Crisis talks will be staged next week in an attempt to save Dundee’s struggling Wellgate Centre.
The Courier understands that the shopping centre’s operators reached out to administration leaders earlier this month amid ongoing uncertainty surrounding the fate of BHS.
Dundee City Council leaders will now meet Wellgate management for crunch talks.
Local councillors had intended to meet senior centre staff but the matter has now been upgraded and left in the hands of council chiefs.
Doubts have surrounded the centre for months, with a number of stores closing their doors and plans to open a new cinema placed on the back burner.
Local councillor Ken Lynn previously admitted that he has genuine concerns for the future of the centre.
A source close to the talks confirmed the meeting is being treated as a matter of priority and had been passed “to the top of the tree”.
Centre manager Peter Aitken said uncertainty surrounding BHS has made securing the shopping centre’s future even more challenging.
Speaking to The Courier, Mr Aitken said that while he welcomes Dundee’s Waterfront development, he will urge Dundee City Council to ensure that the whole of the city benefits from the regeneration.
He said: “As part of our mission to ensure that Wellgate remains an important part of Dundee city centre, a number of talks are being held to develop a strategy for the future.
“Although talks are always ongoing throughout the year, this strategy has become more of a priority in light of the BHS situation.
“Although no decision on this national company has been made as yet, we have to prepare for the possibility that it may create a void in the centre.
“Therefore, the centre owners, and a number of other parties are meeting this week to discuss how Wellgate can be rejuvenated if this situation arises.
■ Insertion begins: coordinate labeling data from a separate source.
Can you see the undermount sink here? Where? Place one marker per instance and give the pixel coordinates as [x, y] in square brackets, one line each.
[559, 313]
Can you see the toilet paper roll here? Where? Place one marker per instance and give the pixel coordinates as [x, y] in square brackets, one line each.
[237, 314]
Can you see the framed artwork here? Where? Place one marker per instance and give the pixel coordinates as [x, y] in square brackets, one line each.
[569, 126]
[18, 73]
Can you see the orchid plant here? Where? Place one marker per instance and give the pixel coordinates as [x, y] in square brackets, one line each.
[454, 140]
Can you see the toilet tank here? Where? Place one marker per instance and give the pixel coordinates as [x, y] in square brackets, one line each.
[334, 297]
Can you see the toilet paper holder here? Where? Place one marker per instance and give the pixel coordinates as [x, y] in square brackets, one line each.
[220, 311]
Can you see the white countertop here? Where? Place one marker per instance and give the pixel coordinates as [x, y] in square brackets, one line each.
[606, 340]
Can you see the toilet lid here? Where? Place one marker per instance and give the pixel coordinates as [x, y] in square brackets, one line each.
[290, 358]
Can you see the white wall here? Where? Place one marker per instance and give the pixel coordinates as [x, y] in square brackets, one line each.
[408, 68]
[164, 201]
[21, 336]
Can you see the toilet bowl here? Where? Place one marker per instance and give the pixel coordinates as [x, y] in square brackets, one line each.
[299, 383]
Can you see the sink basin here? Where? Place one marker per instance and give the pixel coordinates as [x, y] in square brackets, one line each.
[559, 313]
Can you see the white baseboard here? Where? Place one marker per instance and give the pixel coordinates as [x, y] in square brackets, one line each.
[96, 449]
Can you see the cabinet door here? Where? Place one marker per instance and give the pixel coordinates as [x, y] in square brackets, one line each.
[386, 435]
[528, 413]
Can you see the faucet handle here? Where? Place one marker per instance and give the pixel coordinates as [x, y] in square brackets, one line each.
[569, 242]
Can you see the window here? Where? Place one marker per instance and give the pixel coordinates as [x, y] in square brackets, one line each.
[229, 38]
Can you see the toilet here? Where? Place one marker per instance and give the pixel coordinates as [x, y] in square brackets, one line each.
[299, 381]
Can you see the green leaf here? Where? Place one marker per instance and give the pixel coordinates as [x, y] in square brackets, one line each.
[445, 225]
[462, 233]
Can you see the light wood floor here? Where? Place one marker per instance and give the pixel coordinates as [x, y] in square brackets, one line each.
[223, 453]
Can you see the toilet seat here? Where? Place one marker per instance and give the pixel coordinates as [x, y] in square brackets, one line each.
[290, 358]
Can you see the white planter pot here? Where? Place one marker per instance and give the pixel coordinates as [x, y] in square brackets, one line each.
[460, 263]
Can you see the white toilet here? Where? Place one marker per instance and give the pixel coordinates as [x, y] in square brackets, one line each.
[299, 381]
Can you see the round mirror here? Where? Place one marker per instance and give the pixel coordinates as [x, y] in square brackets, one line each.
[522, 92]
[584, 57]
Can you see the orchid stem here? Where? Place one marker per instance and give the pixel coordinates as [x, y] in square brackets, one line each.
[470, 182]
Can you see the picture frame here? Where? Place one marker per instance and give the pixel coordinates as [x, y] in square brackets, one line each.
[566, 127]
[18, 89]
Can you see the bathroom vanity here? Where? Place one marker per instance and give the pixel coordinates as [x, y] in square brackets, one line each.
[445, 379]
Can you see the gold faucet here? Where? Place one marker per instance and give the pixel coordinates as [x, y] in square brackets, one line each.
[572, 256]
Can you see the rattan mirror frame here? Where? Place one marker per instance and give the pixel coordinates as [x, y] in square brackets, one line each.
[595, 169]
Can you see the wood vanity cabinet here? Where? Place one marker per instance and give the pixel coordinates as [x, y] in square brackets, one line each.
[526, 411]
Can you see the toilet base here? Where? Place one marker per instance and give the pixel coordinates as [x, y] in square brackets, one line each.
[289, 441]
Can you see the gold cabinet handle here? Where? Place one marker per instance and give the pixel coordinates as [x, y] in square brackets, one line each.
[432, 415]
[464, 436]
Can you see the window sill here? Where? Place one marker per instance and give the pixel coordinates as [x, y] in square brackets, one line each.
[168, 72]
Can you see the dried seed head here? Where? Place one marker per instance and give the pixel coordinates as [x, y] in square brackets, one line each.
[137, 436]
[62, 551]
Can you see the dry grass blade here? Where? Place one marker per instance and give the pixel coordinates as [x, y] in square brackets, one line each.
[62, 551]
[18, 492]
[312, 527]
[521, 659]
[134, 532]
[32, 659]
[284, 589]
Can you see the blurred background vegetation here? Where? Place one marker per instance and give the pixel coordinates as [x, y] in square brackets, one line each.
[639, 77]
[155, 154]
“Our management team are also instigating various meetings, including those with Dundee City Council, to discuss ways of driving more footfall to this end of Dundee city centre.”
The centre manager continued: “We very much welcome the Waterfront development but it’s crucial that a collaborative approach is taken to ensure that the whole of the city centre is promoted and accessible to all visitors as we move forwards.
“By collaborating with this week’s Ignite festival, for example, we attracted a diverse range of visitors into the centre, and are planning a number of other activities and events over the Summer in a bid to develop our place in the community, and to attract more people – and new audiences – to this end of town.”
A spokesman for Dundee City council said: “The council is working with Wellgate as part of our efforts to enhance the city centre.”